Wildtype KRAS and G13D were each docked to each other using the ClusPro server [23,24,25,26]. Balanced structure “0” was downloaded as the complex structure for each docking. The proteins were again separated into separate chain files using PyMOL.

Using GROMACS, a topology file was created for KRAS-wt /G13D and SMARCA4. An OPLS-AA/L all atom force field was used. The SMARCA4 topology file was combined with the KRAS-wt topology to build the complex. A cubic box was generated and solvated. Ions were added to neutralize any charge in the complex if present. An energy minimization was run to reduce unfavorable sterics in the complex structure. NVT and NPT equilibrations were then used to respectively stabilize the temperature and pressure of the environment before running a 10 ns molecular dynamics simulation. Following the simulation, a trjconv command was used to correct any jumps of the protein around the box.

Root mean squared deviation (RMSD) was calculated for the carbon backbone to determine how much the complex moved from its original position, showing overall stability. Root mean square fluctuation (RMSF) was calculated for each protein in the complex in each simulation to determine the average displacement of their residues. Radius of gyration (Rg) was calculated for each protein in the complex as a measure of each of their overall structural compactness throughout the simulation while interacting.
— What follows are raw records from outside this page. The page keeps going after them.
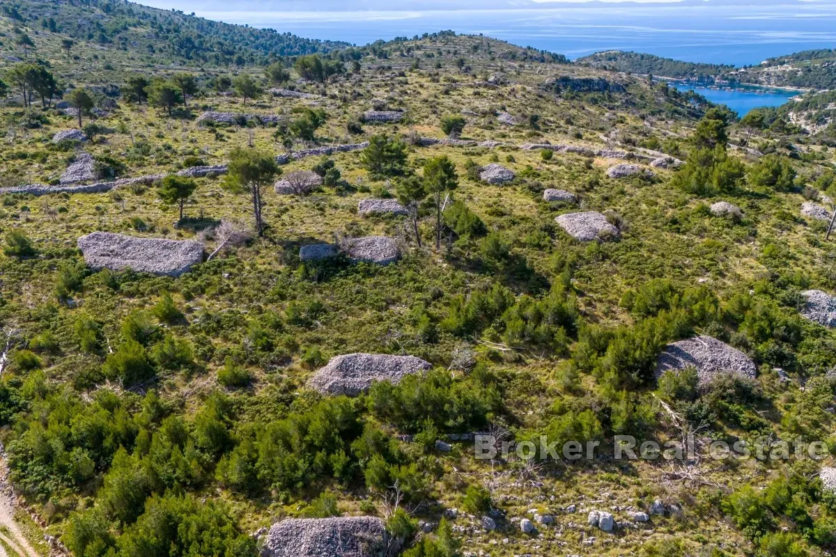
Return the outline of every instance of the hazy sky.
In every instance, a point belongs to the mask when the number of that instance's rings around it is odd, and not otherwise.
[[[609,49],[758,63],[836,48],[836,0],[140,0],[164,9],[366,44],[452,29],[570,58]]]

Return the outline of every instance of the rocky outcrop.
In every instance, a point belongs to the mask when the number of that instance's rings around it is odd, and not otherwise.
[[[654,177],[652,171],[639,165],[616,165],[607,170],[607,175],[615,180],[628,176],[641,176],[645,179]]]
[[[112,182],[97,182],[83,185],[46,185],[44,184],[29,184],[28,185],[14,185],[8,188],[0,188],[3,194],[28,194],[30,195],[48,195],[49,194],[100,194],[116,188],[135,184],[150,185],[158,180],[162,180],[166,175],[152,174],[136,178],[125,178]]]
[[[518,124],[516,118],[504,111],[497,114],[497,121],[504,126],[515,126]]]
[[[268,89],[269,93],[273,97],[285,97],[287,99],[319,99],[319,95],[313,94],[310,93],[303,93],[302,91],[293,91],[291,89],[283,89],[280,88],[273,88]]]
[[[406,207],[400,205],[397,200],[368,199],[360,200],[357,205],[357,212],[360,215],[390,214],[409,215]]]
[[[262,557],[370,557],[386,544],[377,517],[285,519],[270,528]]]
[[[363,113],[364,122],[400,122],[404,113],[397,110],[367,110]]]
[[[576,203],[578,198],[571,191],[565,190],[546,190],[543,192],[544,201],[560,201],[562,203]]]
[[[590,526],[597,527],[604,532],[612,532],[613,529],[615,528],[615,520],[612,513],[608,513],[605,510],[589,511],[586,520]]]
[[[656,360],[656,378],[667,371],[675,372],[688,367],[696,370],[701,384],[726,373],[754,378],[757,371],[755,362],[741,351],[701,335],[666,346]]]
[[[88,266],[96,271],[133,269],[179,276],[203,261],[203,246],[196,241],[94,232],[79,238],[78,244]]]
[[[204,112],[202,114],[197,117],[195,120],[196,124],[201,124],[202,122],[212,122],[214,124],[248,124],[250,122],[254,122],[255,124],[275,124],[280,121],[282,119],[275,114],[249,114],[244,113],[237,112]]]
[[[820,290],[805,290],[801,315],[824,327],[836,327],[836,296]]]
[[[658,159],[654,159],[650,161],[650,166],[653,168],[661,169],[679,168],[684,164],[685,163],[679,159],[669,156],[659,157]]]
[[[548,89],[556,93],[573,91],[576,93],[624,93],[624,85],[604,78],[575,78],[562,75],[549,79],[545,84]]]
[[[352,263],[377,263],[389,265],[398,261],[398,245],[391,238],[385,236],[365,236],[352,238],[343,242],[341,246],[333,244],[312,244],[299,249],[299,259],[303,261],[317,261],[336,257],[344,254]]]
[[[811,219],[815,219],[816,220],[827,220],[830,221],[833,217],[833,214],[827,209],[820,205],[816,205],[812,201],[805,201],[803,205],[801,205],[801,214],[804,216],[808,216]]]
[[[87,134],[80,129],[64,129],[53,135],[53,143],[62,141],[87,141]]]
[[[176,174],[178,176],[186,176],[187,178],[202,178],[203,176],[211,175],[227,174],[227,165],[210,165],[208,166],[191,166],[190,168],[184,168],[182,170],[178,170]]]
[[[822,479],[822,487],[825,491],[836,494],[836,468],[825,466],[818,473],[818,477]]]
[[[386,236],[365,236],[345,241],[343,250],[354,263],[389,265],[398,261],[398,245]]]
[[[294,170],[276,182],[273,190],[280,195],[304,195],[322,185],[322,176],[315,172]]]
[[[555,221],[567,234],[581,241],[615,240],[621,235],[606,216],[593,210],[561,215]]]
[[[331,358],[311,377],[308,386],[323,394],[356,397],[375,381],[397,384],[407,375],[430,369],[429,362],[414,356],[344,354]]]
[[[327,154],[334,154],[334,153],[347,153],[349,151],[356,151],[360,149],[365,149],[369,146],[368,141],[364,141],[363,143],[353,143],[343,145],[324,145],[322,147],[314,147],[314,149],[305,149],[300,151],[292,151],[290,153],[285,153],[283,154],[279,154],[276,157],[276,163],[278,165],[287,165],[291,160],[298,160],[300,159],[305,159],[307,157],[321,157]]]
[[[96,161],[89,153],[80,153],[75,161],[67,167],[61,175],[61,185],[92,182],[99,178],[96,172]]]
[[[506,184],[516,177],[512,170],[497,163],[486,165],[479,170],[479,180],[487,184]]]
[[[299,259],[303,261],[318,261],[339,255],[339,248],[334,244],[310,244],[299,248]]]
[[[734,218],[743,216],[743,211],[740,210],[740,207],[728,201],[717,201],[712,204],[711,208],[709,208],[709,211],[714,216],[731,216]]]

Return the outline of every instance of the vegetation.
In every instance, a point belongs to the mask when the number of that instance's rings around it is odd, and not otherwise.
[[[804,291],[836,292],[828,223],[800,211],[832,210],[831,94],[793,105],[825,120],[781,108],[737,121],[644,77],[481,36],[354,48],[124,3],[0,9],[0,53],[23,59],[0,63],[0,187],[58,185],[81,151],[106,179],[151,176],[0,194],[0,441],[43,520],[27,529],[38,550],[47,534],[91,557],[249,556],[263,541],[250,533],[276,520],[359,514],[384,519],[407,557],[836,549],[818,478],[829,460],[706,453],[832,446],[836,339],[799,313]],[[79,124],[65,91],[92,102],[82,144],[52,140]],[[403,118],[361,121],[370,109]],[[232,116],[195,121],[209,111]],[[649,160],[563,144],[685,164],[613,179],[609,167]],[[490,163],[516,180],[483,182]],[[322,185],[279,195],[280,175]],[[543,201],[547,188],[577,207]],[[360,214],[369,198],[402,207]],[[741,215],[712,215],[716,201]],[[572,239],[555,218],[577,210],[604,214],[619,240]],[[209,255],[176,277],[99,270],[76,247],[94,230]],[[364,236],[395,239],[399,261],[300,261],[302,246]],[[695,334],[742,351],[757,377],[657,377],[665,347]],[[431,368],[356,397],[308,387],[354,352]],[[541,436],[600,444],[591,460],[484,460],[477,432],[537,453]],[[616,435],[689,433],[686,463],[614,459]],[[624,510],[656,499],[667,510],[649,524]],[[623,524],[605,534],[570,505]]]

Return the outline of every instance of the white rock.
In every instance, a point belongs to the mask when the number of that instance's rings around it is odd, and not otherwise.
[[[801,295],[805,298],[803,316],[824,327],[836,327],[836,296],[820,290],[805,290]]]
[[[575,203],[578,198],[570,191],[565,190],[546,190],[543,192],[544,201],[562,201],[563,203]]]
[[[479,180],[487,184],[505,184],[512,181],[517,175],[502,165],[491,163],[482,167],[479,171]]]
[[[611,225],[607,217],[595,211],[567,213],[555,220],[567,234],[581,241],[614,240],[620,235],[619,229]]]
[[[743,211],[740,210],[740,207],[727,201],[717,201],[711,205],[709,210],[714,216],[740,217],[743,215]]]
[[[656,360],[656,378],[669,370],[675,372],[687,367],[696,369],[701,384],[724,373],[754,378],[757,371],[755,362],[748,356],[705,335],[666,346]]]
[[[534,531],[534,524],[528,519],[520,520],[520,529],[523,534],[531,534]]]
[[[665,514],[665,504],[656,499],[650,504],[650,514]]]
[[[830,219],[833,217],[833,213],[811,201],[805,201],[801,205],[801,214],[816,220],[826,220],[828,222],[830,222]]]

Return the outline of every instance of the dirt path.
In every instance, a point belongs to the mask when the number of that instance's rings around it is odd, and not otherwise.
[[[13,551],[20,557],[42,557],[41,554],[32,547],[32,544],[23,535],[20,526],[14,519],[14,504],[5,493],[0,493],[0,529],[8,530],[8,534],[0,534],[0,539],[4,541]],[[8,552],[0,546],[0,557],[8,557]]]

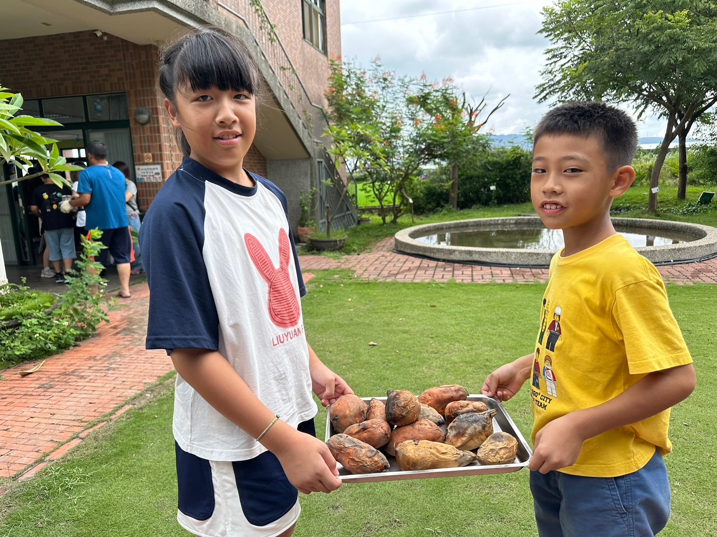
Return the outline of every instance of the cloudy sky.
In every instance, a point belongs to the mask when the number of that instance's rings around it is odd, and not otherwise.
[[[510,94],[486,127],[520,133],[549,107],[533,99],[541,82],[548,41],[536,32],[551,0],[341,0],[346,59],[368,67],[379,56],[397,74],[451,77],[478,102],[492,105]],[[625,105],[625,110],[632,110]],[[664,135],[655,117],[638,122],[640,136]]]

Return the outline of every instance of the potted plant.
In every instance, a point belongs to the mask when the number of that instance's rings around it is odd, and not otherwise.
[[[303,243],[308,242],[309,236],[316,228],[316,223],[313,218],[315,195],[315,188],[312,188],[310,190],[302,190],[299,194],[301,215],[299,216],[299,224],[296,227],[296,233],[299,236],[299,241]]]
gmx_MMPBSA software was used to calculate a per-residue decomposition analysis [27]. A MMGBSA (Generalized Born model) was used to produce energy values for the complex, the receptor KRAS /G13D), the ligand (SMARCA4), and the delta energy. The complex energy represented the bound state energy, and the receptor and ligand energies represented the unbound energies for KRAS /G13D and SMARCA4. The delta energy represented the overall binding strength. Delta energy (interaction energy) = Total Complex (bound state)—[Receptor + Ligand] (unbound states). Simulation energy values were represented in tables and graphs generated by the software.

Protein-drug docking

In-silico protein-drug dockings were accomplished using the CB-Dock2 server [28, 29]. The KRAS-wt, G13D, and SMARCA4 pdb files generated for the simulations were reused. The model structure for carbamazepine (ID: N6W) was downloaded from the RCSB database. The model structures for trans-carbamazepine diol and carbamazepine-o-quinone were created using the CB-Dock2 server ligand drawing function. KRAS-wt, G13D, and SMARCA4 were each uploaded to the server with each form of carbamazepine for cavity detection and docking. The CB-Dock2 server generated five possible binding conformations for each protein-drug pair, ranked by their energetic favorability. The highest ranked conformation was chosen for analysis.

Statistical analysis

Statistical analysis of western blot and qPCR data was performed using Microsoft™ Office Excel. For fold change, a two-tailed one-sample t-test was used. When comparing fold changes, a two-tailed two-sample t-test was used. Outliers were determined and removed using Iglewicz and Hoaglin’s outlier test with modified z-scores using the outlier criterion of a modified z-score ≥ 3.5.